The North Korean leader, Kim Jong-il, has recently announced his willingness to accept a nuclear-test moratorium and to resume the six-party talks on his nuclear program. North Korea’s uranium enrichment has already triggered international sanctions. At the same time, North Korea has agreed to move forward on a natural gas deal with South Korea.
Kim Jong-il, the North Korean leader, says his country is ready to impose a moratorium on nuclear tests and production if international aid-for-disarmament talks on its atomic programme resume.
Kim, at a summit held in eastern Siberia with Dmitry Medvedev, the Russian president, reportedly made no mention of an issue that lies at the heart of negotiators' worries: North Korea's recently revealed uranium enrichment programme.
Natalya Timakove, Medvedev's spokeswoman, was quoted by the ITAR-Tass news agency as saying that Kim expressed readiness to return to the nuclear talks without preconditions, and, "in the course of the talks, North Korea will be ready to resolve the question of imposing a moratorium on tests and production of nuclear missile weapons".
Kim and Medvedev met at the hotel of a military garrison near the city of Ulan-Ude in Buryatia on Wednesday. It is Kim's first trip to Russia since 2002, and it follows a marked easing in tensions between North and South Korea.
Nuclear envoys from the Koreas met last month on the sidelines of a regional security summit for what were described as cordial talks. A senior North Korean official then traveled to New York for talks with his US counterparts.
North Korea has repeatedly said it wants the so-called six-party nuclear talks to resume. Washington and South Korea, however, have been wary, calling first for an improvement in the abysmal ties between the Koreas and for a sincere sign from the North that it will abide by past commitments it has made in previous rounds of the nuclear talks.
South Korea's Yonhap News Agency said in an editorial that many had hoped the summit would signal change for the tense Korean peninsula, but the results instead seemed a "storm in a teacup, lacking any new content".
"The communist country has a track record of alternately using provocations and dialogue with South Korea, the United States and other regional powers to try to wrest concessions before backtracking on agreements and quitting the nuclear talks," the editorial said of the North.
Yonhap quoted an unnamed South Korean official as saying the results fell short of the expectations of South Korea, the United States and Japan. The official raised the need for the North to address its uranium enrichment programme.

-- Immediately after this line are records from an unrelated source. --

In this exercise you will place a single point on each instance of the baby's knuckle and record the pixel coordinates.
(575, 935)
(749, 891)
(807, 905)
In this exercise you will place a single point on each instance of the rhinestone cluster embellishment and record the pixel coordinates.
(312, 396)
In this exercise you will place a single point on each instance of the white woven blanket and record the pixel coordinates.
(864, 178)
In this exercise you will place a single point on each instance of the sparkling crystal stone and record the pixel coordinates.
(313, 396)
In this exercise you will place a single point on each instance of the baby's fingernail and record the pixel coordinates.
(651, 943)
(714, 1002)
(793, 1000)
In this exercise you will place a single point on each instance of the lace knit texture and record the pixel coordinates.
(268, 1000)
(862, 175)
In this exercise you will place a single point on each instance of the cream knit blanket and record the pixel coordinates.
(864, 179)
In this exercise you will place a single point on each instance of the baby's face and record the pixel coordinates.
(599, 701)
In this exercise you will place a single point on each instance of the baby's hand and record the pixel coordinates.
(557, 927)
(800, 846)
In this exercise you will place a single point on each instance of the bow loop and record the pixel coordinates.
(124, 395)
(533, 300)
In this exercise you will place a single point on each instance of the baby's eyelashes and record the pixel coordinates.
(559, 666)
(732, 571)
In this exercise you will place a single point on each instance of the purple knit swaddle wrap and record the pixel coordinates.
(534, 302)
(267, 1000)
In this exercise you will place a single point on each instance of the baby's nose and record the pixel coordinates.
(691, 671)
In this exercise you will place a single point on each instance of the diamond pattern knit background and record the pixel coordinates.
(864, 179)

Yang Moo-jin, a professor at the University of North Korean Studies in Seoul, hailed the North's willingness to freeze its missile and nuclear tests, but noted there was no clear mention of the North's uranium enrichment programme, which can also make nuclear weapons.
"The North already has weaponized plutonium, and enriched uranium is something that can be proliferated in an easier manner," Yang said.
Natural gas agreement
Medvedev said Russia and North Korea moved forward on a proposal to ship natural gas to South Korea through a pipeline across North Korea.

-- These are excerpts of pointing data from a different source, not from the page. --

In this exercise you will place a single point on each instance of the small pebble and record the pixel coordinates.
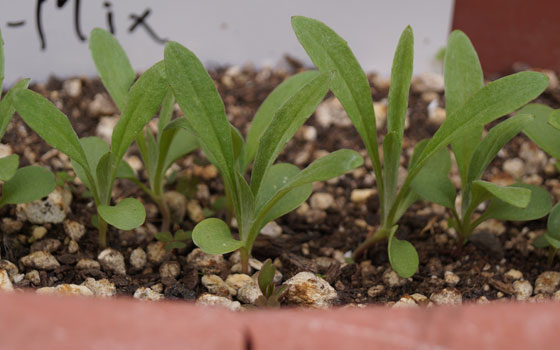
(448, 296)
(144, 293)
(112, 260)
(40, 260)
(138, 258)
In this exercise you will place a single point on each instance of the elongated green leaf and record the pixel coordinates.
(553, 222)
(554, 119)
(213, 237)
(8, 166)
(7, 107)
(515, 196)
(290, 117)
(401, 74)
(539, 131)
(463, 77)
(94, 148)
(1, 63)
(330, 53)
(166, 112)
(279, 175)
(391, 156)
(112, 65)
(268, 110)
(28, 184)
(198, 97)
(432, 182)
(402, 256)
(164, 236)
(182, 144)
(496, 99)
(144, 100)
(539, 205)
(126, 215)
(494, 141)
(51, 124)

North Korea had long been reluctant to help its powerful archenemy increase its gas supply, but recently has shown interest in the project. The South wants Russian energy but is wary of North Korean influence over its energy supply.
Medvedev, in televised comments, said the two countries will create a commission on "bilateral cooperation on gas transit".
He said two-thirds of the 1,100km pipeline would traverse North Korea to stream up to 10bn cubic meters of gas a year to the South. Russia's state-controlled gas monopoly, Gazprom, said the pipeline is likely to carry gas from the giant offshore fields near the Pacific island of Sakhalin.
The two leaders also discussed restructuring North Korea's Soviet-era debt to Russia, said a Kremlin official speaking on condition of anonymity. That debt totals about $11bn, according to a top Russian official.
The North's launching of a long-range rocket in April 2009 drew widespread international sanctions and condemnation, and an angry North Korea retaliated by pulling out of the six-party nuclear talks.
North Korea is believed to have enough weaponized plutonium for at least six atomic bombs, and last November it revealed a uranium enrichment program.
North Korea has carried out two nuclear tests, in 2006 and 2009, and is believed to be working toward mounting a bomb on a long-range missile.
In March, Russian Deputy Foreign Minister Alexei Borodavkin traveled to the capital of Pyongyang and urged North Korean officials to impose a moratorium on nuclear and ballistic missile tests and to allow international monitors back into its main nuclear complex near the capital.
Kim was expected to return to North Korea following his meeting with Medvedev.
The itinerary for Kim's visit has been largely kept secret due to security worries.